The Last Days

Feb 17, 1999 at 12:00 am

The woman cries. Her voice falters. She covers her face with her hands to suffocate the images that find unbearable refuge in her mind. Wounded, agonizing words – the raw flesh of memory – come slowly out of her mouth as she remembers hearing the screams, watching two children fall out of the truck, seeing an SS officer pick them up and hit them hard against the truck. She covers her eyes, but the image is still there: the children, the blood running down their faces.

"That’s when I stopped talking to God," she says.

"I wasn’t young anymore," the man looks up and smiles. "I was very old. I was 16, but I was very old."

Five Americans, all Hungarian Holocaust survivors – a teacher, an artist, a grandmother, a businessman and a United States congressman – talk about the last days of the Third Reich and Hitler’s decision to carry out "the final solution," a full-scale genocide launched after the invasion of Hungary. Their terrifying stories describe in vivid detail the humiliation, the experiments, the death inside, the fear, the momentary absence of God. Their memories – narrated in words which collapse under the weight of their own historical responsibility – offer insight into a madman’s hell: the concentration camps at Auschwitz, Dachau, Bergen-Belsen, Buchenwald.

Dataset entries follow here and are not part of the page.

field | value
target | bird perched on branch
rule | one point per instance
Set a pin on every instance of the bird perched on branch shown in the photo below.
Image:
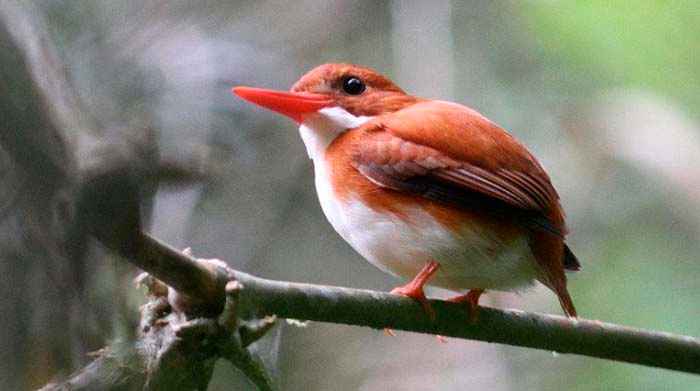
(424, 189)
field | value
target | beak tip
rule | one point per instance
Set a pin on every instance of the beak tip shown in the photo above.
(237, 90)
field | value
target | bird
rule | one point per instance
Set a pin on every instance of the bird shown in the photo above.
(427, 190)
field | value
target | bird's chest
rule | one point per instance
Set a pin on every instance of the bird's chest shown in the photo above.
(396, 243)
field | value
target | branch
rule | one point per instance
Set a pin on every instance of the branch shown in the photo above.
(511, 327)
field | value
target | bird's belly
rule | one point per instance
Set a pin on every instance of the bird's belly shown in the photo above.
(471, 256)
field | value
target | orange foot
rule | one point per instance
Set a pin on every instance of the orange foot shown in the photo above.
(414, 289)
(472, 300)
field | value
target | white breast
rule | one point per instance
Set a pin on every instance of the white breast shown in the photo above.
(473, 258)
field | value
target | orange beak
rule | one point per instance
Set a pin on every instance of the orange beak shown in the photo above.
(294, 105)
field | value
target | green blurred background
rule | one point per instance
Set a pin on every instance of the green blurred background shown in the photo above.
(606, 94)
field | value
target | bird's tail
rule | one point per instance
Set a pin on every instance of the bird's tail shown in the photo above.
(570, 260)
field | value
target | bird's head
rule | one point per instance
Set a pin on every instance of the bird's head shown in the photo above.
(356, 90)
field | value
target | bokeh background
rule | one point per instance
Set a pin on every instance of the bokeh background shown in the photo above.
(606, 94)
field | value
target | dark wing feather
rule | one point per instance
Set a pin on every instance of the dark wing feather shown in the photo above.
(395, 163)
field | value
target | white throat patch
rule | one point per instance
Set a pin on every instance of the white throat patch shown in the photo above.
(320, 129)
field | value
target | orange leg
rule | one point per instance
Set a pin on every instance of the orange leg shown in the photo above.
(414, 289)
(472, 300)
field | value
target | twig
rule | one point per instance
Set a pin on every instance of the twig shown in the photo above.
(381, 310)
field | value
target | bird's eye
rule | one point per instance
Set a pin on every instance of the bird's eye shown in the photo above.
(353, 86)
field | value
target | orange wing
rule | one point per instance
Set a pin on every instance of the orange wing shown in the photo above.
(450, 153)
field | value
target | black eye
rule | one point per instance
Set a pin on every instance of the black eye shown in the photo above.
(353, 85)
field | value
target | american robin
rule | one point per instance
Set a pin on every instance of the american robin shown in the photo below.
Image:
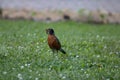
(53, 41)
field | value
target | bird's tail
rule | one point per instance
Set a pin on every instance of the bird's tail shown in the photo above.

Directed and edited by James Moll (Survivors of the Holocaust), The Last Days is the first feature documentary from the Shoah Foundation, whose mission is "to preserve eyewitness testimonies of the Holocaust survivors and teach racial, ethnic, religious and cultural tolerance."

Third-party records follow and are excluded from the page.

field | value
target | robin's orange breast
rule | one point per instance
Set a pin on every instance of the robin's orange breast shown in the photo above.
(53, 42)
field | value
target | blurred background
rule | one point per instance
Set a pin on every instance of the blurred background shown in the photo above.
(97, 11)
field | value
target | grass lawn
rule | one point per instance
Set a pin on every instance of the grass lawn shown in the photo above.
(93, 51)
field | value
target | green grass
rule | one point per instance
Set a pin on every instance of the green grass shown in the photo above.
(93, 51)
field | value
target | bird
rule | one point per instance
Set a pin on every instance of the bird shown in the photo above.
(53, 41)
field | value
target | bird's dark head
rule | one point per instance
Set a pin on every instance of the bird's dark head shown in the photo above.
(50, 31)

"Highest on our list of priorities was strict historical integrity," says Moll. "Everyone who appears in the film was there when it happened – including three American liberators at Dachau and Dr. Hans Munch, a former Nazi doctor who performed medical experiments at Auschwitz."

"It’s good," says Dr. Munch as he looks over the records of one of his experiments. "These are all good tests. It’s all good."

But "good" isn’t the word that comes to mind when a silent camera pans over endless fields of wild flowers which hide thousands of graves. And the solitary angel of death wandering aimlessly through those fields still doesn’t know whose forgiveness to ask.